Yang kerap Beliau teliti adalah mengenai drug discovery, dimana terus ditemukan senyawa bioaktif maupun senyawa antimikroba yang dapat dimanfaatkan sebagai obat. “Saya lihat perkembangan dunia kefarmasian di Indonesia bagus sekali. Namun, yang seringkali terlupakan adalah sumber daya alam di negara tropis seperti Indonesia banyak sekali namun kurang dimanfaatkan. Kalau kita sebagai negara yang sangat kaya akan senyawa organic namun masih mengimpor dari luar, tentu harus dikembangkan lagi”, jelas Beliau.

Lain halnya dengan I Ketut Adnyana, Ph. D., Apt., salah seorang asesor lainnya. Beliau merupakan Kaprodi S2/S3 Pascasarjana Sekolah Farmasi ITB, juga sebagai dosen dan peneliti. Beliau lahir di Bali, tepatnya pada tanggal 15 Mei 1968, yang merupakan bulan dan tahun yang sama dengan kelahiran Dian. Bapak dua anak ini menjalani studi S1 dan apotekernya di ITB, lalu menempuh S3 di Tooyama University Jepang. Semasa hidupnya, Beliau di Bali bersama kedua orang tuanya sampai ia menempuh jenjang kuliah di Bandung dan akhirnya memutuskan menetap. “Istri saya alumni Farmasi Unair, dan saya punya 3 orang anak. Yang pertama laki-laki, yang kedua dan tiga perempuan. Mereka masih 2 SMP, 4 SD dan 2 SD”, jelas Beliau sembari tersenyum. Bidang keahlian Beliau adalah Farmakologi Bahan Alam, dan selain melakukan penelitian, Beliau juga aktif menjadi anggota IAI, menjadi volunteer Syamsyi Dhuha Foundation, yakni sebuah badan yang memiliki concern terhadap penyakit lupus, memberikan penyuluhan di Bapelnas Bandung, serta aktif melakukan penelitian di POM mengenai pengkajian obat-obatan.

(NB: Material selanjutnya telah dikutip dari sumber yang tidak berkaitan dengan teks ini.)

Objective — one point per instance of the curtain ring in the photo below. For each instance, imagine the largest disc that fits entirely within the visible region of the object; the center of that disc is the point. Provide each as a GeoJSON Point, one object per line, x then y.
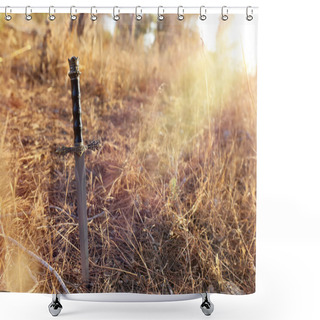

Berbicara soal karir dan perjalanan hidup, Drs. Wahyudi Uun Hidayat, M.Sc., Apt bisa dibilang senior diantara ketiga asesor. Beliau terlahir di Surabaya, 7 Januari 1953. Beliau menempuh pendidikan S1 dan apoteker di UI, serta S2 di ITB. Namun, ditengah perjalanannya tersebut, Beliau justru dipanggil Wamil oleh ABRI. Selama menjalani masa tugasnya, Beliau pun sempat mengunjungi berbagai wilayah di Indonesia. “Waktu itu saya bahkan pergi ke pulau-pulau dari Sabang sampai Merauke, bahkan yang terpencil sekalipun”, jelas Beliau ramah. Pensiun dari dunia militer di tahun 2011 tidak membuat Beliau nonaktif dalam berkarya. Di tahun 2014, tepatnya di bulan November, Beliau mulai menekuni kembali bidang pendidikannya yakni menjabat sebagai Kaprodi Ilmu Farmasi di Fakultas Farmasi UTA’45 Jakarta serta sebagai Ketua MEDAI DKI Jakarta periode 2014-2018. (liv)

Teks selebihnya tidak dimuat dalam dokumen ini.